Thursday, July 21, 2005

State Dept. Memo Marked Plame's Identity "Secret"

The plausible deniability angle for senior Bush administration officials involved in the Valerie Plame Wilson leak case is getting smaller and smaller. The Washington Post has the story:

"A classified State Department memorandum central to a federal leak investigation contained information about CIA officer Valerie Plame in a paragraph marked "(S)" for secret, a clear indication that any Bush administration official who read it should have been aware the information was classified, according to current and former government officials.

Plame -- who is referred to by her married name, Valerie Wilson, in the memo -- is mentioned in the second paragraph of the three-page document, which was written on June 10, 2003, by an analyst in the State Department's Bureau of Intelligence and Research (INR), according to a source who described the memo to The Washington Post.

The paragraph identifying her as the wife of former ambassador Joseph C. Wilson IV was clearly marked to show that it contained classified material at the 'secret' level, two sources said. The CIA classifies as 'secret' the names of officers whose identities are covert, according to former senior agency officials.

Anyone reading that paragraph should have been aware that it contained secret information, though that designation was not specifically attached to Plame's name and did not describe her status as covert, the sources said. It is a federal crime, punishable by up to 10 years in prison, for a federal official to knowingly disclose the identity of a covert CIA official if the person knows the government is trying to keep it secret.

Prosecutors attempting to determine whether senior government officials knowingly leaked Plame's identity as a covert CIA operative to the media are investigating whether White House officials gained access to information about her from the memo, according to two sources familiar with the investigation.

The memo may be important to answering three central questions in the Plame case: Who in the Bush administration knew about Plame's CIA role? Did they know the agency was trying to protect her identity? And, who leaked it to the media?

Almost all of the memo is devoted to describing why State Department intelligence experts did not believe claims that Saddam Hussein had in the recent past sought to purchase uranium from Niger. Only two sentences in the seven-sentence paragraph mention Wilson's wife.

The memo was delivered to Secretary of State Colin L. Powell on July 7, 2003, as he headed to Africa for a trip with President Bush aboard Air Force One. Plame was unmasked in a syndicated column by Robert D. Novak seven days later.

Wilson has said his wife's identity was revealed to retaliate against him for accusing the Bush administration of 'twisting' intelligence to justify the Iraq war. In a July 6 opinion piece in the New York Times and in an interview with The Washington Post, he cited a secret mission he conducted in February 2002 for the CIA, when he determined there was no evidence that Iraq was seeking uranium for a nuclear weapons program in the African nation of Niger.

White House officials discussed Wilson's wife's CIA connection in telling at least two reporters that she helped arrange his trip, according to one of the reporters, Matthew Cooper of Time magazine, and a lawyer familiar with the case.

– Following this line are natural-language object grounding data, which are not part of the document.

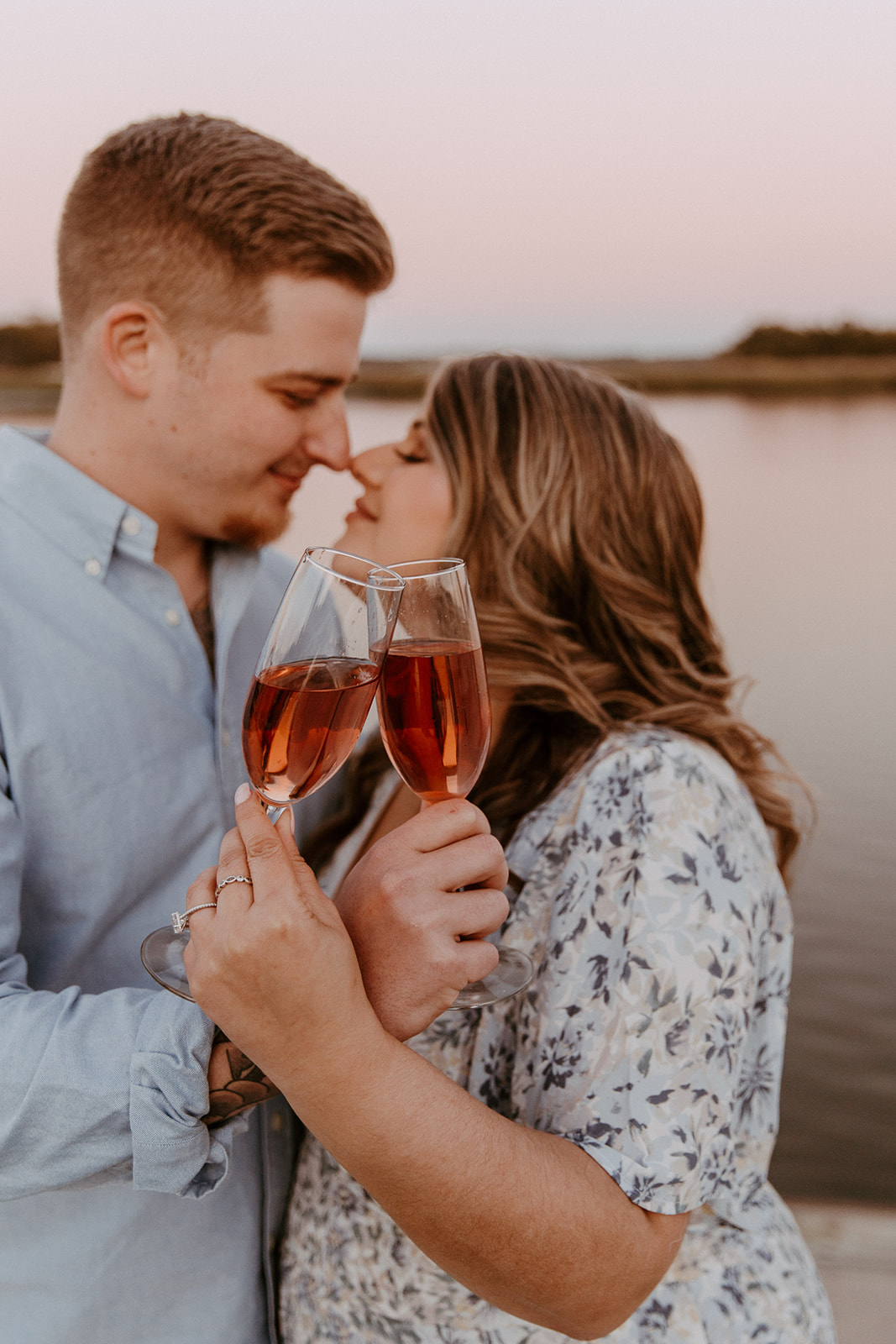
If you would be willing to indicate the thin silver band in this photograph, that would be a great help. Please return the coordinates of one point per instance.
(181, 922)
(228, 882)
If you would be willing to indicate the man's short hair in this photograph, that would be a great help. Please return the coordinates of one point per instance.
(191, 214)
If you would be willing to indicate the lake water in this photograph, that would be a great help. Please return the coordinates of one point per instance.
(801, 577)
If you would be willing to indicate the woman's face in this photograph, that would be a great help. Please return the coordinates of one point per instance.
(406, 510)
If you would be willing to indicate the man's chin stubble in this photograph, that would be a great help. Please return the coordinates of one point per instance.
(250, 533)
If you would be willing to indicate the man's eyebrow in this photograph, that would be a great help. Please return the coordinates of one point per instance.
(308, 376)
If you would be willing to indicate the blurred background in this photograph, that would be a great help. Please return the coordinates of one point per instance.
(640, 185)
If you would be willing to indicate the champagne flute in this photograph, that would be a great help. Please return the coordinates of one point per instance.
(313, 685)
(436, 716)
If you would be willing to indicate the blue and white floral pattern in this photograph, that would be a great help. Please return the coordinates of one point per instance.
(652, 1037)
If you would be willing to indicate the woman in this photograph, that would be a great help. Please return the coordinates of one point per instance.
(587, 1159)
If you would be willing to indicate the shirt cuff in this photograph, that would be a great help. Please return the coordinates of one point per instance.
(174, 1151)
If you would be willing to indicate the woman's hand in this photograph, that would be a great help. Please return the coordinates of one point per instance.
(417, 934)
(273, 965)
(275, 956)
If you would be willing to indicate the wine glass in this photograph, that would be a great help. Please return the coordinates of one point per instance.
(436, 717)
(313, 685)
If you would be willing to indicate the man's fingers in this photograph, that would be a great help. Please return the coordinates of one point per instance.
(473, 862)
(472, 914)
(477, 958)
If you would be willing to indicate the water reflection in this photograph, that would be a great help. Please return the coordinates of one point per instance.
(801, 577)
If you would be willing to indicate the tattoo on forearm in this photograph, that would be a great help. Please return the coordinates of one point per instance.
(234, 1082)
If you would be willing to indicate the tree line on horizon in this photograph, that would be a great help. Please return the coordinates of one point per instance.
(29, 344)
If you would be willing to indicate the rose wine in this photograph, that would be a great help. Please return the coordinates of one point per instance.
(434, 716)
(301, 722)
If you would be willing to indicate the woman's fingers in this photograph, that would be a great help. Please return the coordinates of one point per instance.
(275, 867)
(202, 893)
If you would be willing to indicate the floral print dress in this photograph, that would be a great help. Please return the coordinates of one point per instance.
(652, 1037)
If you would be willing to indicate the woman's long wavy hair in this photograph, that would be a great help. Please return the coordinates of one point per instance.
(580, 524)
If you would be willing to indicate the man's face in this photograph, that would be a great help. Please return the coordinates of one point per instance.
(237, 425)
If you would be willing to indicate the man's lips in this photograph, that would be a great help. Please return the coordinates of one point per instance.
(360, 511)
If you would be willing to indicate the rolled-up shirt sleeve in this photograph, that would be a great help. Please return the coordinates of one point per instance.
(97, 1088)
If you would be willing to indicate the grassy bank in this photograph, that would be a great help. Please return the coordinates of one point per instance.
(35, 390)
(730, 375)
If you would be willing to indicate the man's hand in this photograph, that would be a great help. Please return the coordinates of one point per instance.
(234, 1082)
(417, 936)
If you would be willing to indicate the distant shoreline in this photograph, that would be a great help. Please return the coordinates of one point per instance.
(721, 375)
(35, 391)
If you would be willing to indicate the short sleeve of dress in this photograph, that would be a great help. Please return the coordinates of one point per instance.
(636, 1035)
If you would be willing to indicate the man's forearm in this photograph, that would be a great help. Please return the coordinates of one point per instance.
(235, 1084)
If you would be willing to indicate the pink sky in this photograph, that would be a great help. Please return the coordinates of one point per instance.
(563, 175)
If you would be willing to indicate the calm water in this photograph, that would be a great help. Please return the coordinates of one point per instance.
(801, 577)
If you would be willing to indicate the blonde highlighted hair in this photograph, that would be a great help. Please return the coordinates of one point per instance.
(582, 523)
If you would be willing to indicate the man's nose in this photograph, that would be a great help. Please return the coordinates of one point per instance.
(371, 467)
(325, 436)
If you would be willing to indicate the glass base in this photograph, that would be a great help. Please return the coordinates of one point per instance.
(163, 956)
(512, 974)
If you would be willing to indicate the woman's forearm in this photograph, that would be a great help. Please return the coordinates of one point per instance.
(524, 1220)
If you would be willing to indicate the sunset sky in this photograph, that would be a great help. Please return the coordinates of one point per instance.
(574, 176)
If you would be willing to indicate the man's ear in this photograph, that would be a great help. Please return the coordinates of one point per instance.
(134, 340)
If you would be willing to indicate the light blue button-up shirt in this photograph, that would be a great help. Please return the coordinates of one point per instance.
(118, 761)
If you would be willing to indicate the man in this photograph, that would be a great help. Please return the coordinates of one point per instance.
(212, 292)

Prosecutors have shown interest in the memo, especially when they were questioning White House officials during the early days of the investigation, people familiar with the probe said."

Okay, three points here:

1. Anybody who read or saw the memo should have known Plame's identity was "secret". According to The Wall Street Journal, the federal government has three designations for sensitive material: "top secret," "secret," and "confidential" - all indicating various levels of 'damage' to national security." The memo - and everything in it - was designated the second level - "secret."

2. The memo shows that the State Department didn't believe the Bush administration's assertions that Saddam had tried to purchase uranium from Niger. Only two sentences were devoted to Ms. Wilson. Yet the Bushies conveniently ignored the contents devoted to showing why the State Dept. believed the Saddam/Niger uranium tie was bullshit and focused on the two sentences devoted to Ms. Wilson.

3. The current and former government officials who divulged the "secret" designation of the memo to the Washington Post seem to be sending a message to other current and former Bush administration officials. I'm guessing Colin Powell is one of the "former" government officials and the message he seems to be sending to Karl Rove, Scooter Libby, and perhaps even the preznit and the vice preznit, is - don't try blaming this Plame mess on me. I know where the bodies are buried and I can hurt you more than you can hurt me.

Finally, this story also shows that the administration's apologists, led by RNC chairman/confirmed bachelor Ken Mehlman, are way off base when they assert that the Plame leak was not a crime because Valerie Plame wasn't really a covert agent. This memo clearly shows that her identity should have been kept "secret". Many of the apologists have tried to minimize the story by saying Plame was nothing but a partisan Democrat out to get the administration. But I think the memo clearly puts that lie to rest.

And secret means not confirming the identity to Robert Novak or leaking it to Matt Cooper.